Anonymous Permission and Mail Enabled Folders
If the folder is mail enabled, then the anonymous permission needs at least contributor rights to be able to receive email. Contributor can email the folder, but cannot see it or modify the contents.
This permission can catch people out when they have a mail enabled folder which they want to use internally but hide from the users. The anonymous permission does not apply to a user with Outlook on the same server. They are not anonymous, but are an authenticated user.
Therefore if you want internal users to be able to email a public folder, then they need at contributor rights.
Use your equivalent of "All Staff" to grant that permission to everyone, then increase the permissions as required for the people who need to access it.
Use Groups and not Individuals Where Possible
This is quite obvious really. Using a group is always better than setting permissions to individuals. Particularly when you are setting the owner right to someone in the IT team.

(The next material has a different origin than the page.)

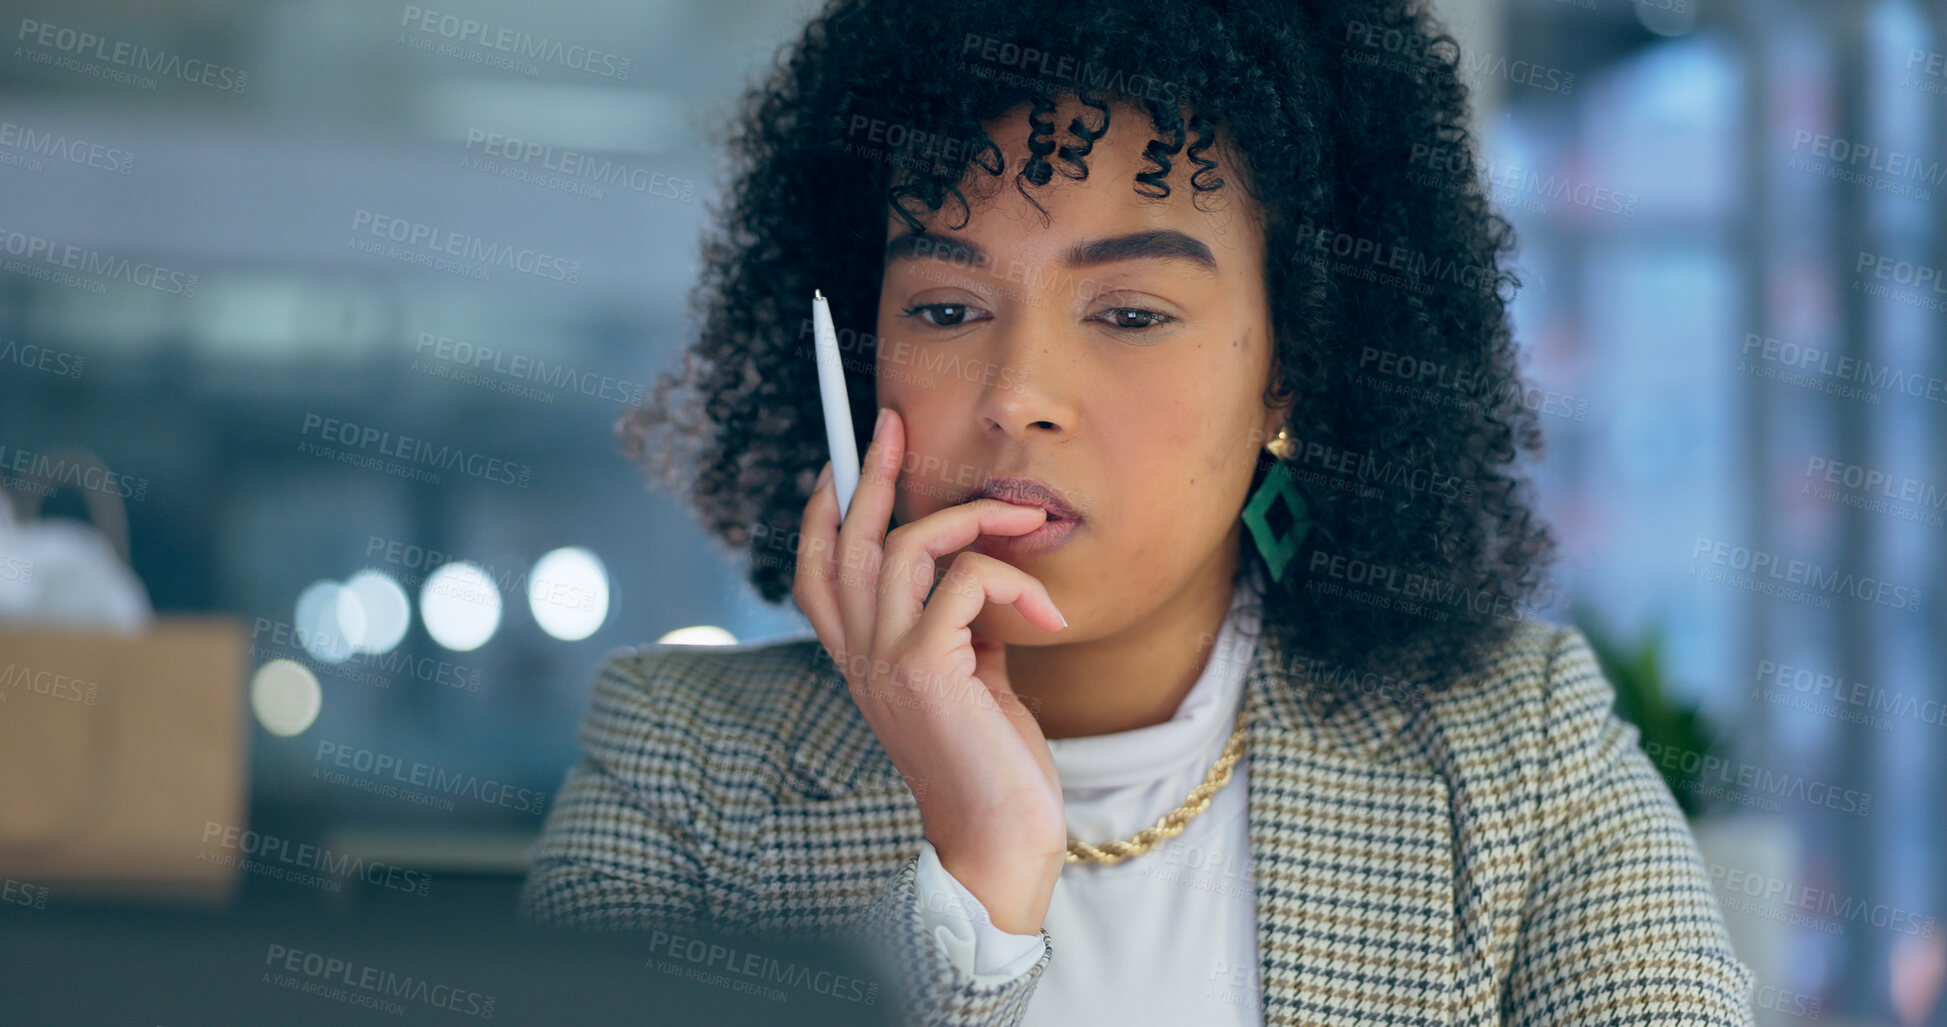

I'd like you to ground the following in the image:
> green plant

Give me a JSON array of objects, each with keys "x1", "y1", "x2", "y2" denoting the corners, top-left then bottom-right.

For Owner type permissions, create a group called "Email Admins" and then grant this group owner of all of your public folders. Should someone in IT then leave, they can be removed from the group without having to worry about permissions on the individual folders. It also helps if you need to delegate access to someone without giving them access to their entire Exchange system.
In many cases users don't need owner rights. This can give them more permissions than they need. It may also lead to someone deleting a folder in error, particularly if they are a non-technical user. Modify the permissions so that the user has just the rights that they need, without giving them too many. If your number of public folders is quite small, then it no trouble for the administrator to have to make some changes to the public folders which the users cannot.
Public Folder permissions only propagate automatically when the sub folder is first created. Therefore if you are going to be creating a significant hierarchy of public folders, create the parent folder first and set the permissions that you want to propagate down to the new folders. Once you are happy with the permissions, then create the new folders.
If you need to add someone or a group later on, then use the tools in ESM to propagate the settings. Exchange 2003 SP2 is the best tool for this as you can add someone or a group and propagate down without overwriting the existing permissions. There is no equivalent in Exchange 2007.